General Operating Support

Behind the Scenes at GIA

Champ Knecht

In a previous post, I wrote about an insight I gained in putting together Grantmakers in the Arts’ year-end 2021 financials – the value in fiscal decision making of separating unrealized investment gains and losses from other revenue streams. In this post, I want to expand on another element of our budgeting process that was reinforced in 2021 – the importance of general operating support to the fiscal stability of any organization.

As I wrote last time, GIA ended 2021 with a healthy budget surplus, and a big driver of that surplus was unrealized investment gains. Another factor contributing to our performance was our success in securing general operating support (GOS) grants in 2021. However, even with that success, without the unrealized investment gains, GIA would have ended the year with a small deficit. That is because of one thing: We planned and budgeted to have an in-person conference in 2021, but because of the persistence of the COVID-19 pandemic, we had to pivot to a virtual conference.


Photo 1: IDEA Lab panel during the 2018 GIA Conference in Oakland, CA. Photo credit: Eli Zaturanski. Photo 2: Conference participants at on off-site session in an art gallery, sitting in chairs in concentric circles. Photo credit: Eli Zaturanski. Photo 3: Two Black women shaking hands during an event at the 2019 GIA Conference in Denver, Co. Photo credit: Evan Semón.


An in-person GIA conference comes with a significant amount of expenses that are not applicable to a virtual conference. There are hotel and other venue costs, catering, transportation, events costs, etc. Since a virtual conference doesn’t have any of these costs, the budget for a virtual conference is significantly smaller.

In our budgeting process GIA allocates salary, benefits, and overhead expenses to its programs in order to develop true-cost budgets. Programming the annual conference takes a large amount of the GIA programs team’s time and effort, and the annual conference budget therefore bears a significant amount of allocated costs. These costs are included in the conference budget and conference fundraising goals. In 2021, we pivoted from an in-person conference to a virtual one; that is, we pivoted from a conference with a higher budget to one that was significantly lower. However, the amount of time the GIA programs team spent in programming the virtual conference was not less than the amount of time they would have spent on programming an in-person one; I could argue that the pivot itself increased the programs team’s workload for the virtual conference. But because the budget for the conference was significantly lower, it was not feasible to include the same amount of allocated costs to a virtual conference budget. The fundraising goals were lower, and the amount of time available in which to fundraise was very compressed. The allocated costs that would have been included in an in-person conference budget but were excluded from the virtual conference budget had to be made up somehow. In 2021, GIA was able to offset those costs through a combination of increased GOS revenue and investment gains.

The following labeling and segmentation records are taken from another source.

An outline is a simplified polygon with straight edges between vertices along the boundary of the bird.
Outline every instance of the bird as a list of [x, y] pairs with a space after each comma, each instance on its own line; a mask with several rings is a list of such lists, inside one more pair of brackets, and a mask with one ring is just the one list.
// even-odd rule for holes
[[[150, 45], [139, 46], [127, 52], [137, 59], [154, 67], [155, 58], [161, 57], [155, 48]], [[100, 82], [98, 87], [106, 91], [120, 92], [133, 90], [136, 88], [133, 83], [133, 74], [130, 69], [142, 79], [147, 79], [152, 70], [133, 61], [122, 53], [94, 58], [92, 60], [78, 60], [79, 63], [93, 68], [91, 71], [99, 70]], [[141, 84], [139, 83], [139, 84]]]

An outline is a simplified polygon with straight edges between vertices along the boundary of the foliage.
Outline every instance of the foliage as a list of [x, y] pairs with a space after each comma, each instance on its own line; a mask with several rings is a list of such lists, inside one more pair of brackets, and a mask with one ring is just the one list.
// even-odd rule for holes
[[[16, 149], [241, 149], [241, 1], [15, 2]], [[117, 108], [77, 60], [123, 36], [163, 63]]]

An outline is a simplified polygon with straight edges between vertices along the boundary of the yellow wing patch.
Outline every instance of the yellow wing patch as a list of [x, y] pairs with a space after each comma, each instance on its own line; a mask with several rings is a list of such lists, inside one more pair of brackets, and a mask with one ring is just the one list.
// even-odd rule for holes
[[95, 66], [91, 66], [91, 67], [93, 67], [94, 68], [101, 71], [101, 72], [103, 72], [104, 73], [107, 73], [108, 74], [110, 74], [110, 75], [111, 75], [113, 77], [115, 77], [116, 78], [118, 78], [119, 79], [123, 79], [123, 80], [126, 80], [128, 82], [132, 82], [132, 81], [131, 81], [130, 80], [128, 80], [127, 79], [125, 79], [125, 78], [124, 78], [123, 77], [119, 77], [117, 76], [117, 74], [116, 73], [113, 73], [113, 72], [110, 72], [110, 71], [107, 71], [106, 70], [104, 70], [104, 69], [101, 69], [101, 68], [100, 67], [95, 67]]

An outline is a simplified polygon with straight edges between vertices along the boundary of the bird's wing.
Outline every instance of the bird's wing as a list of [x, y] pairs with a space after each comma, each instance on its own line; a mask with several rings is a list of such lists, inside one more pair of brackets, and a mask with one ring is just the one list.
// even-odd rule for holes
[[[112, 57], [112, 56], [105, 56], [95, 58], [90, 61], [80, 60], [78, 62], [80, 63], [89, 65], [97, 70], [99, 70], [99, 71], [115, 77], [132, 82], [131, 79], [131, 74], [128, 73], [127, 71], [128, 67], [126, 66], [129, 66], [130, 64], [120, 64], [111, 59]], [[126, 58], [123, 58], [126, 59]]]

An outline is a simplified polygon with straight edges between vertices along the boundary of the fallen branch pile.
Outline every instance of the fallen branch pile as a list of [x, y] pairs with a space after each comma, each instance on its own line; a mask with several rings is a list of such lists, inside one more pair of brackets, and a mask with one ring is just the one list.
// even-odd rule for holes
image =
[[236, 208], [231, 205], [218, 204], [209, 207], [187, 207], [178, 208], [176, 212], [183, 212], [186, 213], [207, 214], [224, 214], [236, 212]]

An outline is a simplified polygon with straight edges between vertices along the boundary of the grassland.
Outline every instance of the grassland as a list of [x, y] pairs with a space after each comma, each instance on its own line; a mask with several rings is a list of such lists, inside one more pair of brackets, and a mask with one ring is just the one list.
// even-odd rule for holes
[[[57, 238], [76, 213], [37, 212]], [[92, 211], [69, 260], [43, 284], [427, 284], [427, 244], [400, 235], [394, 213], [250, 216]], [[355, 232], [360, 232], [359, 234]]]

This reinforces  the importance of general operating support grants to any organization. If GIA’s salaries, benefits, and overhead expanse (rent, utilities, etc.) were fully-funded through GOS grants, we would not have to allocate any of them to programs, including the conference. But as generous as many of our GOS supporters are, and as successful as our fundraising team has been, some of our funders are still tied to a model that prioritizes program support, over or sometimes to the exclusion of, general operating support. The importance of GOS is something that we stress in our Conversations on Capitalization and Community workshops. General operating support grants allow an organization to be flexible and resilient. GIA’s own experience in 2021 provides another example we can share to further emphasize where we’d like to see the arts funding field going.


ABOUT THE AUTHOR

Champ Knecht is Director of Operations & Finance at Grantmakers in the Arts

Grantmakers in the Arts GIA

Grantmakers in the Arts is the only national association of both public and private arts and culture funders in the US, including independent and family foundations, public agencies, community foundations, corporate philanthropies, nonprofit regrantors, and national service organizations – funders of all shapes and sizes across the US and into Canada.